The PsychRNN Backend is complimented by the Task object which enables users to easily and flexibly specify tasks of interest without any prerequisite knowledge of TensorFlow or machine learning. The Task object allows flexible input and output structure, with tasks varying in not only the task-specific features but also the number of input and output channels (Fig. 3). Furthermore, the object-oriented structure of task-definition in PsychRNN facilitates tasks that can be quickly and easily varied along multiple dimensions. For example, in an implementation of a delayed discrimination task (Romo et al., 1999), we can vary stimuli and delay durations with a set of two parameters (Fig. 3B). Importantly not only can we vary the inputs as they exist, but integration between the Task object and Backend makes it possible to vary the structure of the network from the Task object. This is because the RNN models are constructed after task definitions using task parameters, and are therefore custom-structured to accommodate task features. In our implementation of a delayed match-to-category task (Freedman and Assad, 2006), we can freely change the number of inputs (input discretization) and the number of outputs (categories; Fig. 3D).
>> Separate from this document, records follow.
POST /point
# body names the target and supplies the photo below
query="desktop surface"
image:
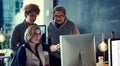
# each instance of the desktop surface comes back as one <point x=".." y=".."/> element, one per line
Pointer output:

This flexibility allows researchers to investigate how the network solution of trained RNNs may depend on task or structural properties (Orhan and Ma, 2019).

Figure 3.

Figure 3.

Modularity of task definition. A, Task modularity. This schematic illustrates the trial progression of one trial of a delayed discrimination task. The task is modularly defined such that stimulus and delay duration can be varied easily, simply by changing task parameters. B, One input channel generated by a delayed discrimination task, with varied stimulus and delay durations (Extended Data Fig. 3-1). Delay duration is varied across columns, and stimulus duration is varied across rows. C, Structural modularity. Tasks can provide any numbers of channels for input and output on which to train a particular RNN model. Variation in numbers of inputs and outputs is enabled through simple modular task parameters in PsychRNN. D, Example of a match-to-category task. The number of inputs (colored outer circles) is varied across columns, and the number of output categories (Cat) is varied across rows (Extended Data Fig. 3-2).

Extended Data Figure 3-1

Example PsychRNN code showing modularity of task structure. This code sample produces all data shown in Figure 4B. Although each plot in Figure 4B has different task durations, iteration through all of them is simplified through the object-oriented modular task definitions enabled by PsychRNN. Resulting code is compact and readable compared to non-modular alternatives. Download Figure 3-1, EPS file (934.3KB, eps) .

Extended Data Figure 3-2

Example PsychRNN code showing modularity of task inputs and outputs. This code sample produces all data shown in Figure 4D. Although each plot in Fig. 4D has different numbers of inputs and outputs, iteration through all of them is simplified through the object-oriented modular task definitions enabled by PsychRNN. Resulting code is compact and readable compared to non-modular alternatives. Download Figure 3-2, EPS file (765.4KB, eps) .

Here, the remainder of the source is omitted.